We have a few trestles located on our Silverton Northern Railroad and they tend to be located in wet or sometimes-wet locations. I make my own trestle bents from redwood fencing material. I use a table saw to cut the pieces in ¼” square strips. I use a jig to build the bents. I knew I had to find a way to protect the stability of the trestle bents from water. I did not want to have to cast concrete footings for each bent since there were a great many of them. An idea came to me one day when I was browsing the aisles of Home Depot, specifically in the plumbing section. I saw ¼” copper piping and thought, ‘this just might do the trick.”

Below I describe how I created copper ‘bents’ that slide over the bottom wood bents and are secured. I can attest that these have held up for over 12 years to date including one that sits directly in water.

Step 1: Sanding the bottom of the trestle bent

Using a motor tool with sanding bit I sand down the bottom of the bents so that the copper tubing can snugly slide over them. As I sand I keep test-fitting with a small piece of the copper pipe. I want the pipe to be snug.

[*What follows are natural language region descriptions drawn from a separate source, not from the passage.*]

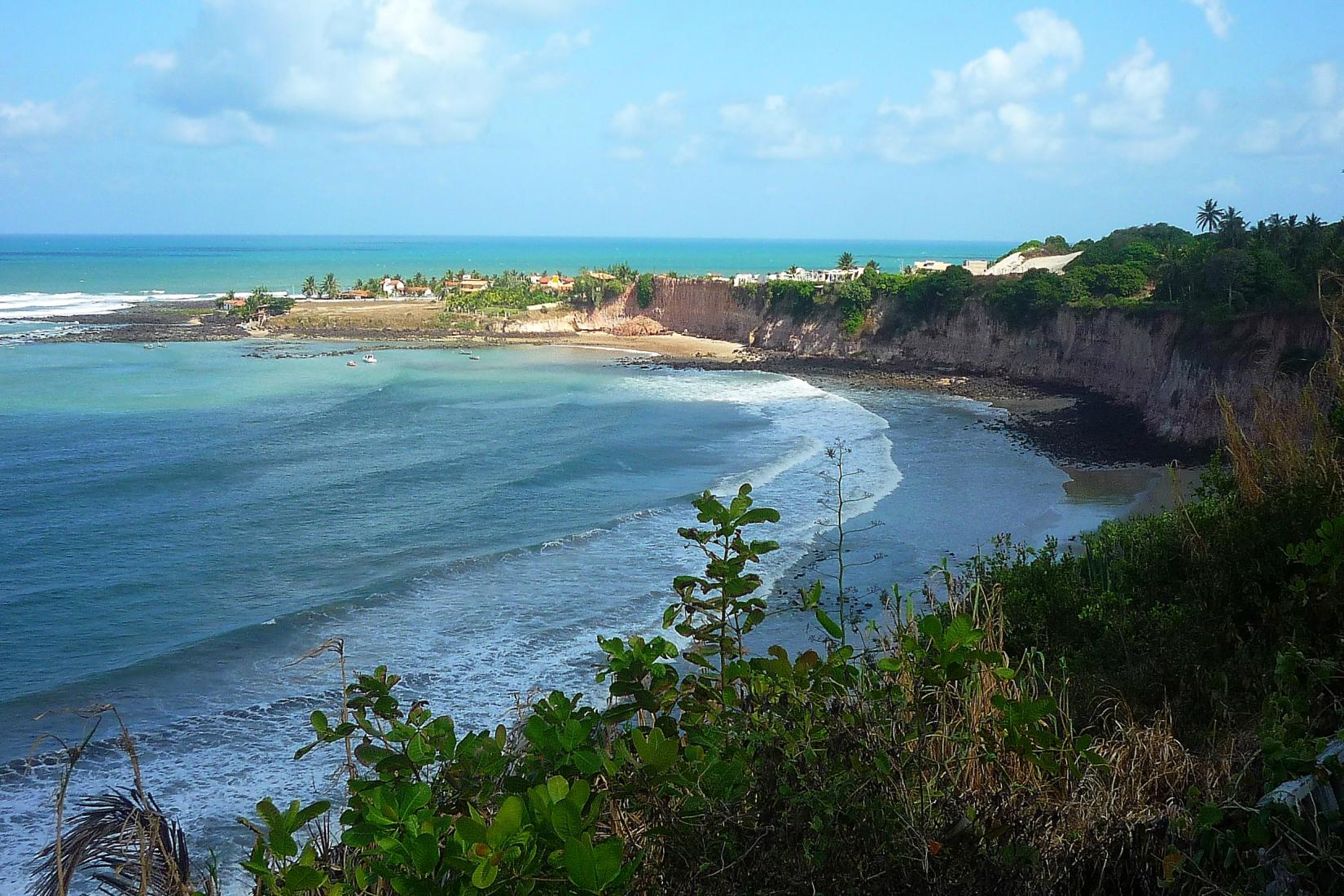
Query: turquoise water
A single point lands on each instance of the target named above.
(182, 523)
(88, 275)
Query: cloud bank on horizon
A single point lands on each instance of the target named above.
(605, 117)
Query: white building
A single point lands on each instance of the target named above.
(829, 275)
(929, 266)
(1017, 264)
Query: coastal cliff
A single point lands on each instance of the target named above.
(1166, 366)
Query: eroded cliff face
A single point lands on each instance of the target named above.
(1162, 364)
(1167, 367)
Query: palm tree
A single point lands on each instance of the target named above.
(1209, 217)
(1232, 223)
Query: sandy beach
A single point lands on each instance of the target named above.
(1083, 432)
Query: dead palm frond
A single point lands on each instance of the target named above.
(125, 842)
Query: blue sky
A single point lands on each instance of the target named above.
(971, 120)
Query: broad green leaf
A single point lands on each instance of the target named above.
(425, 854)
(828, 624)
(484, 876)
(566, 819)
(507, 823)
(558, 788)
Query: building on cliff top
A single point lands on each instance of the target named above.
(829, 275)
(929, 266)
(1017, 264)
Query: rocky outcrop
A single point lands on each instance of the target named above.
(1163, 364)
(1170, 368)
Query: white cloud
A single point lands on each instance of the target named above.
(690, 151)
(1217, 15)
(1263, 138)
(636, 121)
(982, 108)
(1137, 88)
(411, 70)
(229, 126)
(156, 61)
(1157, 148)
(1131, 118)
(1316, 124)
(641, 126)
(1050, 51)
(562, 46)
(1031, 134)
(31, 118)
(1324, 84)
(773, 130)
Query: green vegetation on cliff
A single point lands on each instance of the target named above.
(1230, 269)
(1100, 720)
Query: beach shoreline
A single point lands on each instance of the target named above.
(1077, 428)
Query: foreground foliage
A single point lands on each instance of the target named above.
(1102, 720)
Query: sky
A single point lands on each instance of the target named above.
(951, 120)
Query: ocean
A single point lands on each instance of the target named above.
(182, 523)
(61, 275)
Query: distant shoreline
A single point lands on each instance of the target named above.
(1075, 428)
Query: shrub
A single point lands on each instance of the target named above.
(796, 298)
(644, 291)
(1033, 297)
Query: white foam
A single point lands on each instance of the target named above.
(38, 305)
(616, 348)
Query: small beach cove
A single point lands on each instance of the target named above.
(429, 508)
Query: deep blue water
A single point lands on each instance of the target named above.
(179, 525)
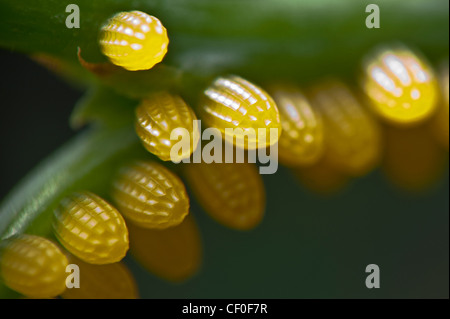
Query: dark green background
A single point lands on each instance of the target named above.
(308, 246)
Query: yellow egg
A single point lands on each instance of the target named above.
(134, 40)
(440, 123)
(413, 160)
(301, 142)
(112, 281)
(91, 229)
(174, 254)
(401, 85)
(232, 193)
(352, 135)
(33, 266)
(162, 115)
(321, 178)
(245, 114)
(151, 196)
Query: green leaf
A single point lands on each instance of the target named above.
(260, 40)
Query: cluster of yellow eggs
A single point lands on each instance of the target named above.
(327, 134)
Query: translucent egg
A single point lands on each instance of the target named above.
(33, 266)
(162, 116)
(91, 229)
(134, 40)
(401, 85)
(151, 196)
(245, 114)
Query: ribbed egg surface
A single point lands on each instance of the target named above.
(91, 229)
(231, 103)
(151, 196)
(134, 40)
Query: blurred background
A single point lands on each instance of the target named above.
(308, 245)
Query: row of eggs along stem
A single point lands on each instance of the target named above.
(328, 136)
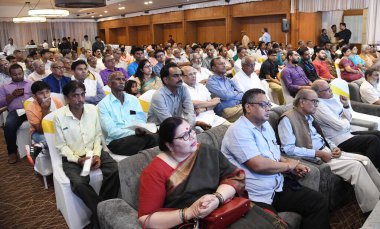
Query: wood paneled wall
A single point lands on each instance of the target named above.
(220, 24)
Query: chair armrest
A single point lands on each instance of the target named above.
(117, 214)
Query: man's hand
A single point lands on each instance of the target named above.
(140, 131)
(95, 162)
(336, 153)
(326, 157)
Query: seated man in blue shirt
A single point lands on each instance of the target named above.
(56, 80)
(250, 143)
(119, 110)
(229, 93)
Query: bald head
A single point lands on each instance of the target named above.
(189, 75)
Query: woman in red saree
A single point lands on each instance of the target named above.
(188, 181)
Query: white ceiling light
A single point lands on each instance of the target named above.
(49, 13)
(29, 19)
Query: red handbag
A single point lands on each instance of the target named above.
(227, 214)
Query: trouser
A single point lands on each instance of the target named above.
(232, 113)
(310, 204)
(12, 124)
(363, 176)
(366, 143)
(278, 90)
(132, 144)
(80, 185)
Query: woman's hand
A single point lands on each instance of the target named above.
(202, 207)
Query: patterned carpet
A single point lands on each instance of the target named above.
(24, 203)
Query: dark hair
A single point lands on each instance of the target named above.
(128, 87)
(72, 86)
(75, 64)
(157, 52)
(139, 71)
(136, 49)
(165, 70)
(15, 66)
(39, 86)
(166, 133)
(249, 96)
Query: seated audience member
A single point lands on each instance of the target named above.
(210, 49)
(241, 52)
(321, 66)
(301, 135)
(71, 122)
(138, 54)
(42, 105)
(109, 62)
(224, 88)
(171, 100)
(201, 98)
(39, 71)
(12, 96)
(349, 72)
(5, 78)
(334, 117)
(160, 57)
(118, 111)
(369, 91)
(56, 80)
(180, 60)
(306, 64)
(293, 76)
(250, 143)
(202, 73)
(94, 91)
(269, 71)
(118, 62)
(183, 163)
(145, 78)
(131, 88)
(356, 59)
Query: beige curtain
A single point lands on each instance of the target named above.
(22, 33)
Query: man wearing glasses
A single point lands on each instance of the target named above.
(56, 80)
(302, 136)
(250, 143)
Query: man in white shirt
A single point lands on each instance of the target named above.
(201, 99)
(9, 48)
(39, 71)
(202, 73)
(369, 88)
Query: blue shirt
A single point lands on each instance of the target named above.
(132, 68)
(243, 141)
(229, 93)
(116, 117)
(157, 68)
(56, 86)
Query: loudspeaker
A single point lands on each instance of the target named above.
(285, 26)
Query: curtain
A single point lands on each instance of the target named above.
(330, 5)
(22, 33)
(373, 22)
(330, 18)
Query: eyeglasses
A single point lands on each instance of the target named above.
(314, 101)
(263, 104)
(186, 135)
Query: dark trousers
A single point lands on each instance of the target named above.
(81, 187)
(312, 205)
(366, 143)
(12, 124)
(132, 144)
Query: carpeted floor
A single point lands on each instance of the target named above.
(24, 203)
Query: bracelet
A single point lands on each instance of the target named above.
(220, 198)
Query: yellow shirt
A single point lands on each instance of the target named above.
(74, 138)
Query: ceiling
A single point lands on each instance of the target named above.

Step 2: Measure the copper pipe to fit the bottom of the bent

I slide a piece of copper pipe over the bent up to the sill and mark where I need to cut it. I cut it with a motor tool fitted with a metal cutting wheel. I test fit it on the bent and make adjustments as needed. (Helpful hint: If you happened to cut your bent too short you can cut the length of the copper piping longer to make up the difference.)

Step 3: Drill a hole in the copper pipe to secure it on the bent

Using my motor tool with a drill bit that can drill through metal, I drill a small hole through the copper pipe. I then secure the pipe on the bent with a screw. On some bents I use two screws.

Step 4: Placing the trestle bents

For areas that have dirt underneath, I bury the bottom of the bent down a few inches and then secure it with gravel and rock (and dirt as needed).

Final Note: Still stable after 12 years in water

My oldest trestle bent with copper piping sits directly in water and is still sturdy after 12 years. After time a nice patina appears on them.